Elu le 18 décembre 2005 avec 53 % des voix, Evo Morales est le premier président amérindien (plus exactement Aymara) de Bolivie depuis le 19e siècle. Candidat au prix Nobel de la paix 2007, ses objectifs progressistes lui ont attiré les votes des indigènes, des pauvres, des ouvriers : défense des droits des populations indiennes (qui sortent de 500 ans de colonisation), fin de deux décennies de politique néolibérale, nationalisation des hydrocarbures, mise en place d’une réforme agraire, refondation de l’Etat -au moyen d’une nouvelle Constitution garantissant une égalité de droits à tous les Boliviens, une reconnaissance des populations indigènes, une répartition plus équitable des richessses de la nation.
Globalement, le MAS se caractérise par un discours anticapitaliste, promouvant la souveraineté nationale grâce à la réappopriation des ressources naturelles (eau, gaz, mines, ...) contre la mainmise des entreprises multinationales.
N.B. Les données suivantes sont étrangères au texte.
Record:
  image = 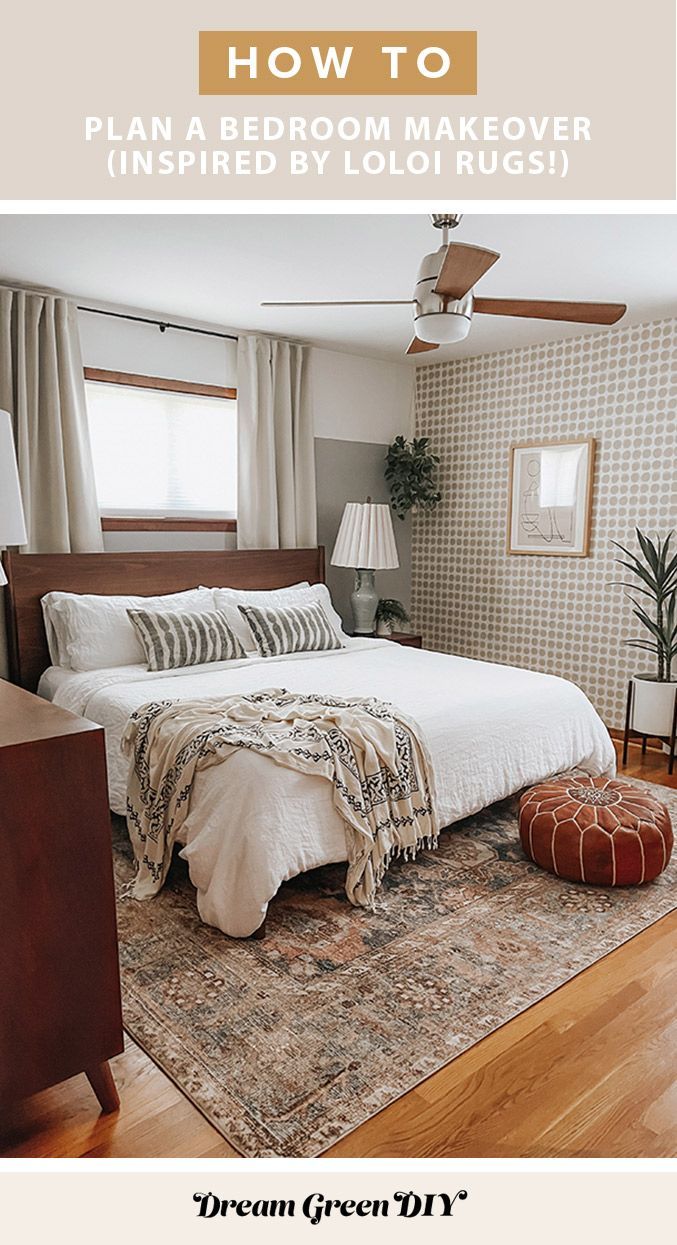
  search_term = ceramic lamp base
[350,568,378,635]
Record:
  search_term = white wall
[310,347,414,444]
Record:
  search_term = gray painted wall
[315,437,412,631]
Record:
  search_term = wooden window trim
[83,367,238,401]
[101,515,238,532]
[83,367,238,532]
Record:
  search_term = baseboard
[607,726,665,756]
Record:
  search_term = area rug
[114,784,677,1158]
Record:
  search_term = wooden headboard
[2,547,325,691]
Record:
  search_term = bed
[9,550,615,937]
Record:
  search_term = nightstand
[0,680,123,1111]
[376,631,423,649]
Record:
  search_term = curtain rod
[77,306,238,341]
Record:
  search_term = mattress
[39,639,615,936]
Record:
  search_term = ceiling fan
[261,212,627,355]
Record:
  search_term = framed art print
[508,437,595,558]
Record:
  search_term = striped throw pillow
[127,610,246,670]
[239,603,343,657]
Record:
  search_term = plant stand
[622,679,677,774]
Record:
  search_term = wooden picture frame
[507,437,596,558]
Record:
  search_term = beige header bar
[199,30,477,96]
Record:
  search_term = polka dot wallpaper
[412,320,677,727]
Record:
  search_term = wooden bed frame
[4,547,325,692]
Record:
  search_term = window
[85,369,238,529]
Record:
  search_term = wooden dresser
[0,680,123,1111]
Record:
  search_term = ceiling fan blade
[473,299,627,324]
[260,299,413,308]
[407,337,439,355]
[434,242,500,299]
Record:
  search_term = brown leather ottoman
[519,777,672,886]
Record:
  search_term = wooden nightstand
[0,680,123,1111]
[376,631,423,649]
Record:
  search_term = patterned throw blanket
[122,688,439,906]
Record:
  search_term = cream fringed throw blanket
[122,688,439,906]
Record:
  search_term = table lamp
[331,498,399,635]
[0,411,27,584]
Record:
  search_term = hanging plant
[386,437,442,519]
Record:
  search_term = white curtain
[238,336,317,549]
[0,288,103,553]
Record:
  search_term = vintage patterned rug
[114,787,677,1158]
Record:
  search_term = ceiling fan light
[414,311,470,346]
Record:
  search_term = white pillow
[42,588,214,671]
[214,583,345,652]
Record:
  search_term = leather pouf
[519,777,672,886]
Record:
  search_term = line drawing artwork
[519,453,575,547]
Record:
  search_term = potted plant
[386,437,442,519]
[376,598,409,635]
[612,528,677,737]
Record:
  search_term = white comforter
[40,640,615,937]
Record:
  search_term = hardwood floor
[0,746,677,1158]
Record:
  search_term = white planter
[631,675,677,736]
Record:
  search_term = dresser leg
[86,1061,119,1113]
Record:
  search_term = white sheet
[40,640,615,937]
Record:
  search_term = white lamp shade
[0,411,27,584]
[331,502,399,570]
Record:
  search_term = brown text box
[199,30,477,95]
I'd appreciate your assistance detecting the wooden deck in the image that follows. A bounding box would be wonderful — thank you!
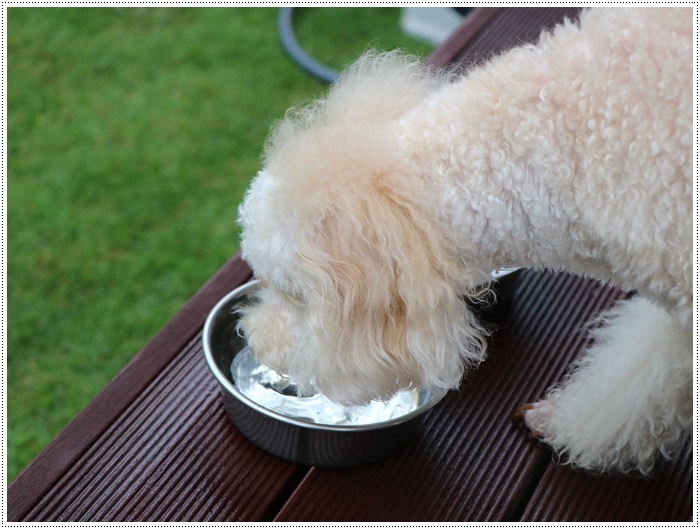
[7,8,693,522]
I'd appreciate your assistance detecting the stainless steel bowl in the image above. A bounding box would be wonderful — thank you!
[203,281,440,467]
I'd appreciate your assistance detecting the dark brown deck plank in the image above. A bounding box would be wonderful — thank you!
[7,8,692,521]
[521,439,693,523]
[275,271,622,522]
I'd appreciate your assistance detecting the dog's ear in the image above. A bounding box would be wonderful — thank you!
[296,178,485,403]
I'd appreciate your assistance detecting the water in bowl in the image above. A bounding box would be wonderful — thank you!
[231,347,420,426]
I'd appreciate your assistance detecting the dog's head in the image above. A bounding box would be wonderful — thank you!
[240,54,485,403]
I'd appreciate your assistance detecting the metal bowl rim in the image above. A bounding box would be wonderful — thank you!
[202,279,441,432]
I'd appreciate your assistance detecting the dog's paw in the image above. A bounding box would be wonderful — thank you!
[513,400,552,440]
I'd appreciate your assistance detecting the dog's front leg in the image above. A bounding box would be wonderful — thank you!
[519,297,692,473]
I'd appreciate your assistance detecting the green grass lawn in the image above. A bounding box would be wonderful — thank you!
[7,8,429,481]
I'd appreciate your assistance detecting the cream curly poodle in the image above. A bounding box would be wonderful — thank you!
[240,8,693,472]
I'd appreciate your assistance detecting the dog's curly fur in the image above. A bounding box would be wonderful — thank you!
[240,8,693,471]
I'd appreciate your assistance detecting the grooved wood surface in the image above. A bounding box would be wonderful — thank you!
[7,8,693,522]
[275,272,621,522]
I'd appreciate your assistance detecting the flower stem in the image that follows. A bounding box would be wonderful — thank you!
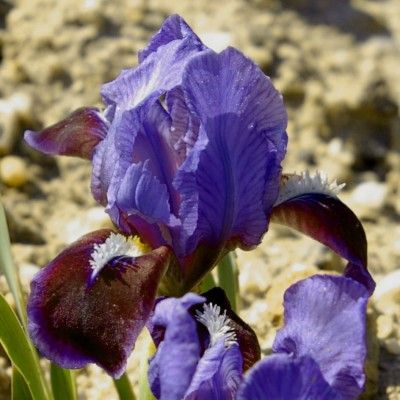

Le gouvernement de Evo Morales a donné, en deux ans et demi, plus au peuple, par l’accès à la santé, à l’éducation et à la sécurité sociale, -notamment grâce à l’aide du Vénézuela et de Cuba- qu’en 182 ans d’histoire républicaine ! Cependant, le problème principal de la révolution démocratique et culturelle prônée par Evo Morales est qu’elle est seulement portée par des classes sociales du monde rural, au risque de déplaire à une population urbaine, de classe moyenne, tentée de plus en plus par la rhétorique des préfets régionalistes.
Afin de mieux comprendre la situation actuelle, arrêtons-nous sur deux événements importants qui prirent place en juillet 2006.
Le projet de nouvelle Constitution nécessitait l’élection de représentants à une Assemblée constituante : le MAS y obtint la majorité, mais pas celle des deux tiers -condition indispensable à une révison légale de la Constitution. Celle-ci sera votée article par article seulement à majorité simple, avec l’intention d’un seul vote final à majorité des deux tiers. Cette astuce entraînera évidemment l’ire de l’opposition, qui accusera le gouvernement de « dérive autoritaire » et boycottera le processus parlementaire. Finalement, la nouvelle Constitution ne sera pas reconnue par la Cour électorale.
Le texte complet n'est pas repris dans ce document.